Una mucho mayor injerencia del Estado en materias económicas aparece como uno de los ímpetus transformadores en la agenda de políticas públicas que hoy impulsan distintos sectores de la izquierda. En particular, la propuesta de una política industrial dirigida en forma centralizada, en donde la burocracia del Estado selecciona a los sectores y empresas con potencial para ser beneficiados, es ofrecida como uno de los pilares del futuro modelo de desarrollo. La evidencia mundial respecto del impacto de esta estrategia, sin embargo, es bastante más frágil de lo que sugieren quienes la impulsan.
Un primer elemento a considerar es que la idea de una política industrial dirigida desde el Estado no constituye una novedad en América Latina. El fallido intento de industrialización mediante sustitución de importaciones implementado durante el período posterior a la Gran Depresión nos lo recuerda. En Chile, el proceso fue particularmente traumático, al permitir la ampliación de ineficiencias y monopolios del Estado; afortunadamente, se lo abandonó durante la década de 1970. Un legado de tal enfoque fue Corfo (fundada en 1938), institución con un amplio presupuesto, pero con pocas medidas objetivas que demuestren su impacto de mediano y largo plazo. Más recientemente, los intentos de distintos países por impulsar clústeres productivos de la mano del Estado tampoco han generado evidencia robusta que demuestre que, desde el punto de vista de un análisis de costo y beneficio, funcionen.

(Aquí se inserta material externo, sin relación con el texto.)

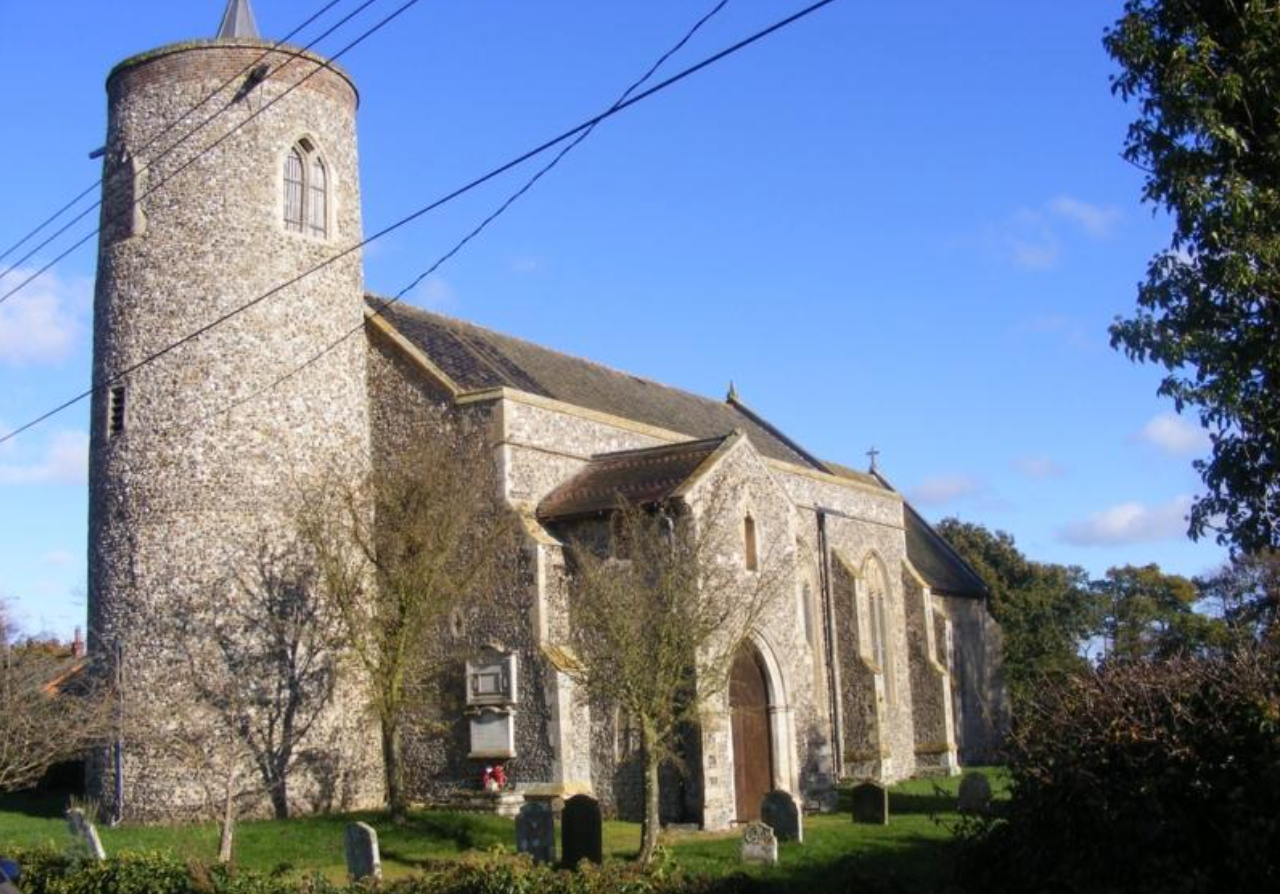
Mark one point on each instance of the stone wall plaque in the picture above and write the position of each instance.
(781, 813)
(535, 831)
(581, 830)
(871, 803)
(759, 844)
(364, 860)
(493, 734)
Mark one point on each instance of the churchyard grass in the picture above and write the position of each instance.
(913, 853)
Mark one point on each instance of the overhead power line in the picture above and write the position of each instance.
(414, 215)
(167, 128)
(320, 67)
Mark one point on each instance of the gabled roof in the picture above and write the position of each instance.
(478, 359)
(941, 566)
(636, 477)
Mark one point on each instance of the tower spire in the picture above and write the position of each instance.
(237, 21)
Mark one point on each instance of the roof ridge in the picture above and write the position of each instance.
(469, 324)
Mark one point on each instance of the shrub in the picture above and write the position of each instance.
(1148, 776)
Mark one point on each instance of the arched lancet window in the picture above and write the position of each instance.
(316, 196)
(293, 191)
(877, 610)
(306, 191)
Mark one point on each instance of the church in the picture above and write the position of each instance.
(881, 662)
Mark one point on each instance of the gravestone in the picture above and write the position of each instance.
(535, 831)
(974, 793)
(83, 830)
(871, 803)
(759, 844)
(581, 830)
(364, 860)
(781, 813)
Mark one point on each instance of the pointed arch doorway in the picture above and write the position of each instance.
(753, 751)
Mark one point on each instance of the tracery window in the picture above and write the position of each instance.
(306, 191)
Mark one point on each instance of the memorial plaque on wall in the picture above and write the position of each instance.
(493, 734)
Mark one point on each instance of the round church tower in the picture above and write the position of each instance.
(197, 457)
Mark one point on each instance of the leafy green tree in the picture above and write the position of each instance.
(1206, 78)
(1148, 614)
(1246, 593)
(1045, 611)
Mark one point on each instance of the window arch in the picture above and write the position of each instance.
(750, 555)
(306, 191)
(876, 587)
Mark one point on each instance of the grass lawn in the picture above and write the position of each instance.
(912, 853)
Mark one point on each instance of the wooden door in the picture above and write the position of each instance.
(753, 758)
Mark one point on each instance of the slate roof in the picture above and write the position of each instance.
(478, 359)
(639, 477)
(946, 573)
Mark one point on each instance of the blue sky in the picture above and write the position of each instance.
(904, 226)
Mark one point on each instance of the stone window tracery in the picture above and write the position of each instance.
(306, 191)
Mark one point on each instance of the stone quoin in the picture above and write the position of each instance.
(882, 661)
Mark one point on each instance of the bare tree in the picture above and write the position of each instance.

Un segundo elemento a notar es que el intento por reflotar la idea de una política industrial señala como evidencia a su favor los casos aparentemente exitosos, pasando por alto en cambio una larga lista de fracasos. Pero, incluso en el contexto de los ejemplos más positivos, es necesario identificar aspectos de las estrategias que se omiten, así como referirse a los problemas que han generado. Por ejemplo, es correcto plantear que, en el caso de Finlandia, el rol de la política industrial en la acumulación de conocimiento y en el impulso de nuevos sectores ha sido importante. De hecho, a partir de la crisis de los 90, el foco de las políticas fue el impulso a la industria tecnológica como manera de mejorar la especialización y aprovechar las oportunidades de la globalización. No obstante, más que favorecer a un sector en específico, la prioridad de Estado ha sido la de crear condiciones transversales que faciliten las nuevas tecnologías y negocios. Esto pasa por fortalecer las reglas y la institucionalidad para el funcionamiento de los mercados.

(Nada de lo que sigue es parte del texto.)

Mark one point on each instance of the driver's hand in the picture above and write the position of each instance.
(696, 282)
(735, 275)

En Japón, por otra parte, luego de la Segunda Guerra Mundial, la intervención del gobierno en favor de ciertos sectores se ha justificado en razón de la protección de las industrias emergentes, la corrección de fallas del mercado, el impulso a la competitividad, la investigación y el desarrollo, y el mejoramiento de la calidad de vida. No obstante, la política industrial nipona ha requerido de una fuerte capacidad institucional para complementar los mecanismos de mercado y mantener una buena asociación entre el sector público y el privado. Así, también aquí un marco regulatorio promotor de la iniciativa privada fue necesario. Y en el caso de Corea del Sur, si bien se intenta plantear que el principal causante de su crisis financiera de 1997 fueron las excesivas y descoordinadas inversiones privadas financiadas por el acceso a los mercados de deuda internacionales, las que habrían debilitado la política industrial, la evidencia sustenta la visión alternativa de que fue la excesiva intromisión del Estado la que generó un comportamiento estratégico entre los privados (riesgo moral) que, en último término, desembocó en la crisis que hizo caer el PIB del país en un 5,8% en 1998.
Se demanda entonces una visión técnica más ecuánime respecto de las ventajas y desventajas de un papel más preponderante del Estado en materia de política industrial. Ello, sin duda, debe incluir un reconocimiento del rol central de la promoción de la competencia y la iniciativa privada en cualquier sector de la economía. Del mismo modo, debe alertar de los riesgos de que la intervención del Estado en un área productiva específica pueda terminar justificando la constitución de monopolios públicos, con el consecuente impacto sobre la eficiencia, justicia y bienestar de la población.